Android-Trojaner: .live-Domains verstecken Malware in Social-Media-Anzeigen
Veröffentlicht am: 12.09.2026 um 16:43 Uhr | Redaktion boerse-global.de
Das Indian Cyber Crime Coordination Centre (I4C) hat eine dringende Sicherheitswarnung veröffentlicht. Cyberkriminelle nutzen zunehmend manipulierte Werbeanzeigen in sozialen Medien, um Nutzer zur Installation schädlicher Android-Anwendungen zu verleiten. Dabei kommen präparierte APK-Dateien zum Einsatz, die weitreichende Zugriffsberechtigungen erbeuten und sensible Finanzdaten gefährden.
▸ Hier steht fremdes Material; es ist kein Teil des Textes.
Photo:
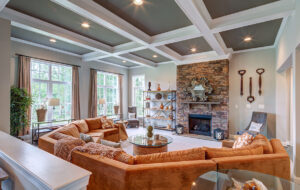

Gezielte Manipulation über soziale Netzwerke
Nach Erkenntnissen der Sicherheitsbehörde setzen die Angreifer auf bezahlte Werbeformate auf etablierten Plattformen wie Facebook und Instagram. Diese Anzeigen führen interessierte Nutzer auf externe Webseiten, die unter sogenannten „.live“-Domains registriert sind. Von diesen Portalen aus wird der Download von Android-Installationspaketen (APK) initiiert.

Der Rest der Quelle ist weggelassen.